Obama is expected to touch on Syria Thursday in a speech highlighting his administration's revised policies toward the changing region.
He will pledge U.S. economic assistance to Egypt and Tunisia and will touch on the other Middle East-North Africa flashpoints -- the Israeli-Palestinian peace process, Libya, Iran and the recent killing of al Qaeda leader Osama bin Laden.
The speech comes nearly two years after a 2009 address in Cairo, the Egyptian capital, by Obama that called for "a new beginning" between the United States and the Muslim world.
On Sunday, clashes between pro-Palestinian protesters and Israeli forces erupted along Israel's borders and occupied territories, leaving at least 12 dead on a Palestinian mourning day marking the birth of the Jewish state.
Two protesters were killed and 170 were wounded Sunday when fighting broke out in the Golan Heights area, the state-run Syrian Arab News Agency said.
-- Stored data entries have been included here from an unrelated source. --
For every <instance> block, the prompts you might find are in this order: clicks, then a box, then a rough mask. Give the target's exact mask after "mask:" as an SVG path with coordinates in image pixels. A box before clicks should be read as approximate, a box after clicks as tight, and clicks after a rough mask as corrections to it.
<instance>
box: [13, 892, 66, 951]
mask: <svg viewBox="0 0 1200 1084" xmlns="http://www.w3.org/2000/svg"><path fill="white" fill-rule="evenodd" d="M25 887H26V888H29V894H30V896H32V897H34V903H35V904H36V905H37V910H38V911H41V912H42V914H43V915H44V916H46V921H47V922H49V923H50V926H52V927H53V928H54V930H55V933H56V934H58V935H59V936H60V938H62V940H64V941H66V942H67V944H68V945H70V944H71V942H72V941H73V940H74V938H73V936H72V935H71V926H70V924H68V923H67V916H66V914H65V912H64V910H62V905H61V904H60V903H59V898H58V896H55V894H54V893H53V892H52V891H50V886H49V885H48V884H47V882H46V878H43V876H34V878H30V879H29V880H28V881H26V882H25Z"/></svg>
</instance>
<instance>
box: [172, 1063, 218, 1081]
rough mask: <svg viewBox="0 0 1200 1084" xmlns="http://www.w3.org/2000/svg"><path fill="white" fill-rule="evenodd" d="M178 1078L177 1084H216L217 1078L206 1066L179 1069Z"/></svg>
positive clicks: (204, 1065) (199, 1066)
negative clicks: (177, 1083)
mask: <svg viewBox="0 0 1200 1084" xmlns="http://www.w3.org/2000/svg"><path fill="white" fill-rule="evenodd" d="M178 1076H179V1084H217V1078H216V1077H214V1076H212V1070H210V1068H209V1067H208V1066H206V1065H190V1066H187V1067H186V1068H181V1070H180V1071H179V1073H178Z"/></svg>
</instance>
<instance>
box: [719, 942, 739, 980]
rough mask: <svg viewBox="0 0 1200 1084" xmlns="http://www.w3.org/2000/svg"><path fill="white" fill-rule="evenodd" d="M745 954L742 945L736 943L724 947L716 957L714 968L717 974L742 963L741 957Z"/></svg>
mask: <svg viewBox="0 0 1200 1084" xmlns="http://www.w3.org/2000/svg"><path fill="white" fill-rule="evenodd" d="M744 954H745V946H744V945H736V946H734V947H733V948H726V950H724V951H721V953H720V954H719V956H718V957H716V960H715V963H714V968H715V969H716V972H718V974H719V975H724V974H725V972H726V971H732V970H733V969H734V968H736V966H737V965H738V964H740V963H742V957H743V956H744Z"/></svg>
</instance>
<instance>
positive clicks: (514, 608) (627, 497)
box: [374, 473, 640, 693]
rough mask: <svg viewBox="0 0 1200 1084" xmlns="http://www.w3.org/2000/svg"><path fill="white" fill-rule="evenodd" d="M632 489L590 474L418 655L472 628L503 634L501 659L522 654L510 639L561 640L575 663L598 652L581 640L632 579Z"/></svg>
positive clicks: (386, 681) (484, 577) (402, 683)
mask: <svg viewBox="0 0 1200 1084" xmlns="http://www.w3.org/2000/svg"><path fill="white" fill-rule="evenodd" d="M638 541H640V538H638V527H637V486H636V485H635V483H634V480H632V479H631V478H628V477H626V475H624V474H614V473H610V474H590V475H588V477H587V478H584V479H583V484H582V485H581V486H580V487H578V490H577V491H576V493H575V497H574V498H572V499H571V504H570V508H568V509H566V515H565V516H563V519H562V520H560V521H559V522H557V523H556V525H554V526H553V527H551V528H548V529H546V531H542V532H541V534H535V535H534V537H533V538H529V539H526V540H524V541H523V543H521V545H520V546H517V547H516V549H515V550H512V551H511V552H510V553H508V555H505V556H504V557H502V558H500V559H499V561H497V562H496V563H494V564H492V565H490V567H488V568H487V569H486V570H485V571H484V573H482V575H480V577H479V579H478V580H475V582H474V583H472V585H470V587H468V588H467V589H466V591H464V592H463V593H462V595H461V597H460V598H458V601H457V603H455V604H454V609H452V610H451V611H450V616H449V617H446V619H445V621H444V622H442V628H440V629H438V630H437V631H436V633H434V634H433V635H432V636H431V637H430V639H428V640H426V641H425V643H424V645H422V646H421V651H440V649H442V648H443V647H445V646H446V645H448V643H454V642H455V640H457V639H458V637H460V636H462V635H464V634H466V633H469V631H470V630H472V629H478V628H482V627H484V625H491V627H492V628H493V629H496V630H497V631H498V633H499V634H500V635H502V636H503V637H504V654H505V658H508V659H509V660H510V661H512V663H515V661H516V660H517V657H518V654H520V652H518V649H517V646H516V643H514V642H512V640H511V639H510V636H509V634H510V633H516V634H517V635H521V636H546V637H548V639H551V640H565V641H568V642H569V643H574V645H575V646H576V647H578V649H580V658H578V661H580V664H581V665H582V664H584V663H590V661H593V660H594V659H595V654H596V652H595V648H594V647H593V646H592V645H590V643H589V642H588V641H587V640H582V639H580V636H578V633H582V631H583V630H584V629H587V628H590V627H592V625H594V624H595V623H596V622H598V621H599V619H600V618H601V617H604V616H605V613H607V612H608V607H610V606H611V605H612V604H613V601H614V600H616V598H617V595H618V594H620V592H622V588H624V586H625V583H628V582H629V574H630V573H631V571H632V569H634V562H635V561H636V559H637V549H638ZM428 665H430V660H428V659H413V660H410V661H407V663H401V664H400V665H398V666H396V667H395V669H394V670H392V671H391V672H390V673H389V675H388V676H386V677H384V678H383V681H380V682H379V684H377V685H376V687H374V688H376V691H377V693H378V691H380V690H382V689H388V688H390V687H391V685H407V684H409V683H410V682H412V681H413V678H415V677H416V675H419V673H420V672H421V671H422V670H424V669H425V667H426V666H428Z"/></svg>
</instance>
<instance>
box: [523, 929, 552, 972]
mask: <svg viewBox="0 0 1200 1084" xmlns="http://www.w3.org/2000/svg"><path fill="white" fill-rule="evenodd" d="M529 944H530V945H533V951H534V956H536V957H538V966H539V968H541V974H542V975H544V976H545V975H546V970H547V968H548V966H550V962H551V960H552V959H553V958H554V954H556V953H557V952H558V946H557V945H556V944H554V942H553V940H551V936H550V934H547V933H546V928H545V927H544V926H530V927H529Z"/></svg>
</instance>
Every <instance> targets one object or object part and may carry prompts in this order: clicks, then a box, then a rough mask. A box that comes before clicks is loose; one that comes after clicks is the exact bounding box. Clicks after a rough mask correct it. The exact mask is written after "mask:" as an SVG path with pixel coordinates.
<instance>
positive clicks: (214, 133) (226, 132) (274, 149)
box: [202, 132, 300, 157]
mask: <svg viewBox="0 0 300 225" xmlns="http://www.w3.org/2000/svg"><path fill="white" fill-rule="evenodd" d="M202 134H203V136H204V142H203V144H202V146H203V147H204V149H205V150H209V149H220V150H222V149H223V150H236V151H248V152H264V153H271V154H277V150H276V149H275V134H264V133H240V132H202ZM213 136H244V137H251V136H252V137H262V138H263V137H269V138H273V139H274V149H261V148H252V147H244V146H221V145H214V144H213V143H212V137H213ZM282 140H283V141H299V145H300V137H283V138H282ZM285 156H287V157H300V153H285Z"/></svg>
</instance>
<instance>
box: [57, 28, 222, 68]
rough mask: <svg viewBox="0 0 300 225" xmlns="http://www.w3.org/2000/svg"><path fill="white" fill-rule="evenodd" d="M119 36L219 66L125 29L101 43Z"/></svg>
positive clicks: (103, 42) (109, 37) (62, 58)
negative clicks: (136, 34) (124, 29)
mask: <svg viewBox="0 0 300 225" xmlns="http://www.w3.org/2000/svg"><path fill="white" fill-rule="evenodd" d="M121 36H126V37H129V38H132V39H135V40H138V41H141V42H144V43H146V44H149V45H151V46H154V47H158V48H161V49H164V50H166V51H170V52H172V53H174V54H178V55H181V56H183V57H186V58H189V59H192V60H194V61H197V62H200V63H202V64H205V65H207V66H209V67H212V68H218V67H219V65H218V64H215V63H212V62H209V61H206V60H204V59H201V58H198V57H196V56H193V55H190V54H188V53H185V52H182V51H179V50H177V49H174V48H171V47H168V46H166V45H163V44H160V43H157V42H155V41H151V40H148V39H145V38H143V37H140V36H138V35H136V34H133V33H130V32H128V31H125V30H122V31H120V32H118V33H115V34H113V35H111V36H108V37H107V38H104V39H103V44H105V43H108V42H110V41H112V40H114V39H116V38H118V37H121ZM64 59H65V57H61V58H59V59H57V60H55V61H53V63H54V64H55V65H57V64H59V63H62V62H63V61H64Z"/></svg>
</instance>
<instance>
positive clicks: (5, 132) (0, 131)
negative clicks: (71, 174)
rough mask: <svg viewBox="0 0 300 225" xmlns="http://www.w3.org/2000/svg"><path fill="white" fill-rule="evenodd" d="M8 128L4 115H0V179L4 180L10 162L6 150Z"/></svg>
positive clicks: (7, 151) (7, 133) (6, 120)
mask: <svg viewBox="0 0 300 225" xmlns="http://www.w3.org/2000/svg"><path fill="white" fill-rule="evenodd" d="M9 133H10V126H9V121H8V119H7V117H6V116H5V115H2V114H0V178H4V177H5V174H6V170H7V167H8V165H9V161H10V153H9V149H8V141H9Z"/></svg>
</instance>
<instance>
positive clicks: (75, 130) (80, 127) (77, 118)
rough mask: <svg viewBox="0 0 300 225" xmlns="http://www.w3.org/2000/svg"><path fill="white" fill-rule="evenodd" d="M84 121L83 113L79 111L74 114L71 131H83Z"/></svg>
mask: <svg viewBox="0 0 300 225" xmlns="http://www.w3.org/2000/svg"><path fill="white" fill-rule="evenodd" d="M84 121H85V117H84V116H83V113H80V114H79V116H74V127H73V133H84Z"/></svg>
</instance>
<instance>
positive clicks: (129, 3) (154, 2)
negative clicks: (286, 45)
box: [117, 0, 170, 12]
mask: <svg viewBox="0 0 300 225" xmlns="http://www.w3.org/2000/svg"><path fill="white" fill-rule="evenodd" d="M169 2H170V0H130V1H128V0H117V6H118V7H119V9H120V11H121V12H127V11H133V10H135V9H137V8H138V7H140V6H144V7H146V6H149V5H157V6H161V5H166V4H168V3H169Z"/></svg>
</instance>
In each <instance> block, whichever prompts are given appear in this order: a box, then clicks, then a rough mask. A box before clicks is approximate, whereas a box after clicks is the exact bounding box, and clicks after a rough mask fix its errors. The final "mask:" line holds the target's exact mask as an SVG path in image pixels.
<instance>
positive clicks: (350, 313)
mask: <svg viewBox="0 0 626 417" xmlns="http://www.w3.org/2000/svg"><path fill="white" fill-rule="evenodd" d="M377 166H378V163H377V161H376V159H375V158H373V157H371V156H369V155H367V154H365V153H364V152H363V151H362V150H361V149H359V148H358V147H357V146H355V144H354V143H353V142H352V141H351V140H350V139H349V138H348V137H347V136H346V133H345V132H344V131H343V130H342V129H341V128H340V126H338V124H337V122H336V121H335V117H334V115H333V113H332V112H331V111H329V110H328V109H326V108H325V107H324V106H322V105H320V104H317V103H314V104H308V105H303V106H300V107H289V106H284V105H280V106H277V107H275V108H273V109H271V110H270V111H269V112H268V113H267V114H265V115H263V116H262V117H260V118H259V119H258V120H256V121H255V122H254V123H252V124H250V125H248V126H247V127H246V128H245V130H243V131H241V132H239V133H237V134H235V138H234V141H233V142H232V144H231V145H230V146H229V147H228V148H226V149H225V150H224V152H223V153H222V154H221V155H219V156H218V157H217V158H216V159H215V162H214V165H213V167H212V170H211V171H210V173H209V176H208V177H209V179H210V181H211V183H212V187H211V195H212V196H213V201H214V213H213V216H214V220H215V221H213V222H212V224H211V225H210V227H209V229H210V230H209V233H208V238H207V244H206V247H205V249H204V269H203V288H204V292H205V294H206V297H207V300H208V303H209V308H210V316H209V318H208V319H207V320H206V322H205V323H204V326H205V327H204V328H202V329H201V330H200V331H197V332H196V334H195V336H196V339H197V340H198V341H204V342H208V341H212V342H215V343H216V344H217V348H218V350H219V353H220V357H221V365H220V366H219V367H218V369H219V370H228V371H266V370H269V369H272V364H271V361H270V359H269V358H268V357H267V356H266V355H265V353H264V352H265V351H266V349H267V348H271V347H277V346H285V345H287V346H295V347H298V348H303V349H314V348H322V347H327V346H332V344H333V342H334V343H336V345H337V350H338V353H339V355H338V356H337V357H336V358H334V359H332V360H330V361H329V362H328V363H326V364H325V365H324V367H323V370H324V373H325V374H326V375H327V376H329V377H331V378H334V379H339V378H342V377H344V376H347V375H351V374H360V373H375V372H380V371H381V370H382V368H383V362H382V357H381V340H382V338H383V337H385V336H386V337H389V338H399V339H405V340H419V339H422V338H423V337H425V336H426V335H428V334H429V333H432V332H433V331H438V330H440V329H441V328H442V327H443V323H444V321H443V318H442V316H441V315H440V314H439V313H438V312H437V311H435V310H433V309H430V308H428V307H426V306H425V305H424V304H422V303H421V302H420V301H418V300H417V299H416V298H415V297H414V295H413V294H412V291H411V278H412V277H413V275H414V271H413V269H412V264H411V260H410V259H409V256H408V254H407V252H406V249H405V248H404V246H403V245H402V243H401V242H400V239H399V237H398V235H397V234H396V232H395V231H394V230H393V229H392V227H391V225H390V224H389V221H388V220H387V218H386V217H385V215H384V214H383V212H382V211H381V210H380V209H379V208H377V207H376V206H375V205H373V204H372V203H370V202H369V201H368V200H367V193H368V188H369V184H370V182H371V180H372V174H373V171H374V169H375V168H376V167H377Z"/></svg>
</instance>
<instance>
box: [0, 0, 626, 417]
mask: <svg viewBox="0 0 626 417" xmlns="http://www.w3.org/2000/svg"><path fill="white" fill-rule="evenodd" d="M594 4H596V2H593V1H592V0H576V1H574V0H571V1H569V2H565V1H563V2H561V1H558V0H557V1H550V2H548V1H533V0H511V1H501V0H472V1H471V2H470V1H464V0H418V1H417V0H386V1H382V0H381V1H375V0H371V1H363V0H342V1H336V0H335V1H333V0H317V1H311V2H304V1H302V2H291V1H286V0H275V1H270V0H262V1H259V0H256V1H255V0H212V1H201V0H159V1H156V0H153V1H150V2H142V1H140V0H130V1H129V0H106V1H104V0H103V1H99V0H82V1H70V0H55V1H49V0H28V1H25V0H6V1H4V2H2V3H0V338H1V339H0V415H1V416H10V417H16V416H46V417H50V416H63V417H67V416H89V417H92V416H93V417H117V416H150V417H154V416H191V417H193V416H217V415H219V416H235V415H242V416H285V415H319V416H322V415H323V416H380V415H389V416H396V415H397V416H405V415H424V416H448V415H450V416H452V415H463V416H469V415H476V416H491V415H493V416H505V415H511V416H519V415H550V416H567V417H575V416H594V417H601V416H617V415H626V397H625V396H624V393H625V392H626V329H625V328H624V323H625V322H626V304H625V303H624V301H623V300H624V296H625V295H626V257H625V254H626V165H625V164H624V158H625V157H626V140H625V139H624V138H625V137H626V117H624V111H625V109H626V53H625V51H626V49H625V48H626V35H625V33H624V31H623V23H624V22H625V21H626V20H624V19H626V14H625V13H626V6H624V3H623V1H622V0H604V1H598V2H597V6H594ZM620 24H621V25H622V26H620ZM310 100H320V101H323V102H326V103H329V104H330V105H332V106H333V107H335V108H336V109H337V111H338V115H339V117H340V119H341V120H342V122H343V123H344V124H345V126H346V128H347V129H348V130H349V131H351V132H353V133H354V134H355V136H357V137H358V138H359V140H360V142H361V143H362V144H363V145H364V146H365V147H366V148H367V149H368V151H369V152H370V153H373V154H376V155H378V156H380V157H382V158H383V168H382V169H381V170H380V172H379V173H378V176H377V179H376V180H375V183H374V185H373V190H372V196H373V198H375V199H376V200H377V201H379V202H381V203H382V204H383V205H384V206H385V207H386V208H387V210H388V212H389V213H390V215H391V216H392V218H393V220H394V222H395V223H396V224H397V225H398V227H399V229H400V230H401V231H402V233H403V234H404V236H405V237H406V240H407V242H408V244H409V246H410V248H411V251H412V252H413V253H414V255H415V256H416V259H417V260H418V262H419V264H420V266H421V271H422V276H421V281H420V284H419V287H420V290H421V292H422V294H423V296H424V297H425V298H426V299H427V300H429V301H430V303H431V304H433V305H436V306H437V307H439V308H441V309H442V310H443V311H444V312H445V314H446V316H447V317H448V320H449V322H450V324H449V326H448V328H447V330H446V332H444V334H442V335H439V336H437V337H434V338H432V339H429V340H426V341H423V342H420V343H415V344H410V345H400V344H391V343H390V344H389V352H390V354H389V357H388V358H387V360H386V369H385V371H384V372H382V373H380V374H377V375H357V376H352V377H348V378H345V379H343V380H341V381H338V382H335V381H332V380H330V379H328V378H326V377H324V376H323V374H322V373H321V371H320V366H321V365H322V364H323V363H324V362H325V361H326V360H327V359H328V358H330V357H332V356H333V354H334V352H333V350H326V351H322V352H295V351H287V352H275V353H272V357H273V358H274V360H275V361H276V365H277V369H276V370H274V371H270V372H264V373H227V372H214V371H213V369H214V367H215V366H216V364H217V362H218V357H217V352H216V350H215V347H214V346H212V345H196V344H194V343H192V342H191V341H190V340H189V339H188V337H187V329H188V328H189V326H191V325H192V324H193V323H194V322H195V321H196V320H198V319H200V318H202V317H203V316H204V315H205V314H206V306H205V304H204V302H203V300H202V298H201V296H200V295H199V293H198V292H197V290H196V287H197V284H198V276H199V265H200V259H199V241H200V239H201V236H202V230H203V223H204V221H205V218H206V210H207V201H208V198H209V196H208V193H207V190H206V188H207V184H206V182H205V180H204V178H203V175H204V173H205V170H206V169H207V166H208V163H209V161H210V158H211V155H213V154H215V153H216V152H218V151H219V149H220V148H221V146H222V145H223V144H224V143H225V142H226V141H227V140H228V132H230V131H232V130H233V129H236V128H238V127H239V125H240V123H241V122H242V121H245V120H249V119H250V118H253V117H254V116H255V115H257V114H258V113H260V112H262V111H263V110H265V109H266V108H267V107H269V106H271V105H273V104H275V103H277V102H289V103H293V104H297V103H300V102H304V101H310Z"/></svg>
And at least 10 were killed and 112 others were injured in clashes along the line of demarcation with Lebanon, Lebanon's state news agency reported.
An Israeli military spokeswoman said troops fired on demonstrators who were illegally crossing from Lebanon and Syria and damaging "security infrastructure." But Syrian and Lebanese officials criticized what they said were Israeli attacks, state media reported.
Israel's military accused Syria of inciting a crisis to divert attention from its own clampdown on anti-government demonstrations. Ten Israeli soldiers and three officers were injured in the clashes, the Israel Defense Forces reported.